Vinther, the first to discover that fossil feathers preserve melanosomes and the first to map out the resulting colors in a fossil of the four-winged Anchiornis, said that a reconstruction of the hues and patterning for the 155-million-old dinosaur showed that it likely “used its colors and feathers for sexual attraction, just like modern birds.”

Artist's rendering of a Haplocheirus, created without melanosomial evidence. Credit: Portia Sloan

“Modern birds have a lot of variety in colors and color patterns – this could be similar to feathered dinosaurs,” he said.

Vinther also said that the melanosomes preserved in volcanic ash for more than a million centuries and those found in modern birds are virtually identical, and added that there are likely to be frequent echoes in the coloring of birds and terrestrial dinosaurs.

“The plumage color pattern elements of the Late Jurassic Anchiornis,” Vinther stated in the Science study, “are strikingly similar to various living birds including domesticated fowl providing insights into the evolution of feather pigment pattern development.”

“We did in our current paper actually develop a statistical method to predict colors of dinosaurs,” Vinther added in an interview.

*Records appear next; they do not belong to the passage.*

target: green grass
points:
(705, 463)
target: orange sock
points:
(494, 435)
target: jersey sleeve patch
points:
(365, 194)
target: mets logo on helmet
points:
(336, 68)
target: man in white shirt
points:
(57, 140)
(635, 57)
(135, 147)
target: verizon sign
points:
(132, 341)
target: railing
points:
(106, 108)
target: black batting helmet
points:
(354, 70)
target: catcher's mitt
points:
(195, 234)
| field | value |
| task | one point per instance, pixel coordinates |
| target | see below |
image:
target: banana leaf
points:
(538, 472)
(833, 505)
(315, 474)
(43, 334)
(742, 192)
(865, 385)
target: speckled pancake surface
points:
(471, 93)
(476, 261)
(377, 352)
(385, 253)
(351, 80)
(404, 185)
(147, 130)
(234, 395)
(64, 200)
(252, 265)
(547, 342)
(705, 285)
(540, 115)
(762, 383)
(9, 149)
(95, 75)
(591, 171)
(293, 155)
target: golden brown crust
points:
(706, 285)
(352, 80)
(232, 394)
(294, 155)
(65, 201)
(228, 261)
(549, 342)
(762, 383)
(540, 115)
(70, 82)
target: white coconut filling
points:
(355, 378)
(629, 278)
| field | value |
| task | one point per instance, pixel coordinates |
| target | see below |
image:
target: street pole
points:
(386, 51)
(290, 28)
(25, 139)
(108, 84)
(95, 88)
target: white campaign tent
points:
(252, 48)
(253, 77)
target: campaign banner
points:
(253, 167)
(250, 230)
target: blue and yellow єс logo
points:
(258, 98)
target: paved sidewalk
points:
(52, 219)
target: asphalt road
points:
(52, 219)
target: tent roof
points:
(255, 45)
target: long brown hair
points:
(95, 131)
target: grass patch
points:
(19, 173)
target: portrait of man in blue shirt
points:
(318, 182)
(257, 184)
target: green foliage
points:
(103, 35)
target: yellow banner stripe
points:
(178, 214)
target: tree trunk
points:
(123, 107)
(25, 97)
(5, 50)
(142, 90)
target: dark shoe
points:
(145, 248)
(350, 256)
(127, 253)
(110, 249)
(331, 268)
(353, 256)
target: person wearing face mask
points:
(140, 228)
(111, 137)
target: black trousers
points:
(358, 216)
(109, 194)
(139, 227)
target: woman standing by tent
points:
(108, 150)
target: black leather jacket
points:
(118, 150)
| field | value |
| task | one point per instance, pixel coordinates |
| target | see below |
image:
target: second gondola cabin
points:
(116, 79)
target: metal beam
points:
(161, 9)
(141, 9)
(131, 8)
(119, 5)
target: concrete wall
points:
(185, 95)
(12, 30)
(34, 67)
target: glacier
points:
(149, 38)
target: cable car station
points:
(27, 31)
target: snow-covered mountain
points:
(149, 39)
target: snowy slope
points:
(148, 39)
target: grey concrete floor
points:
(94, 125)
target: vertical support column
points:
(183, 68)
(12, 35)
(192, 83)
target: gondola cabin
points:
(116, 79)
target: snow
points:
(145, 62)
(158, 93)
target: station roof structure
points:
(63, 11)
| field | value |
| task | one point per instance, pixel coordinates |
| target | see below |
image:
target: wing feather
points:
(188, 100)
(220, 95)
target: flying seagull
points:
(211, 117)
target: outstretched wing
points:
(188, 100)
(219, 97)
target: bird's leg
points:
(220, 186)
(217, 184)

Xu Xing, who has been a leading proponent of the theory that Jurassic dinosaurs gave rise to birds, said that many more new specimens of feathered theropods are likely to be unearthed in China over the next decade. “Feathers,” he said, “could be a defining feature for a whole class of dinosaurs or even a larger group including all dinosaurs and pterosaurs.”

The IVPP’s Zhou added that as technological advances allow scientists to sculpt the colors and contours of winged theropods and birds with ever-greater verisimilitude, books and images on the subject produced even a few years ago might have to be comprehensively redrafted or simply burned: “I expect the work by us and other groups in the near future will significantly change our view of what the feathered animals looked like in real life.”

Might it one future day be possible to recover not just coloring information, but also genetic material in a bid to reconstruct the genome of one or more dinosaur species?

“If you consider birds as dinosaur species, it might be possible soon,” Zhou said. “However, in term of Mesozoic dinosaurs, I am not aware of any convincing evidence of DNA preservation.”

Xu concurred: “It is unlikely that scientists will ever be able to reconstruct the entire genome sequencing for even one species of an extinct dinosaur.”

Yet with steady advances in understanding the morphology of dinosaurs and in genomics, he forecast, “It might one day be possible to genetically engineer new species that resemble any given dinosaur.”

Kevin Holden is a writer who has covered China's latest dinosaur discoveries for National Geographic News and for EurekAlert! Chinese.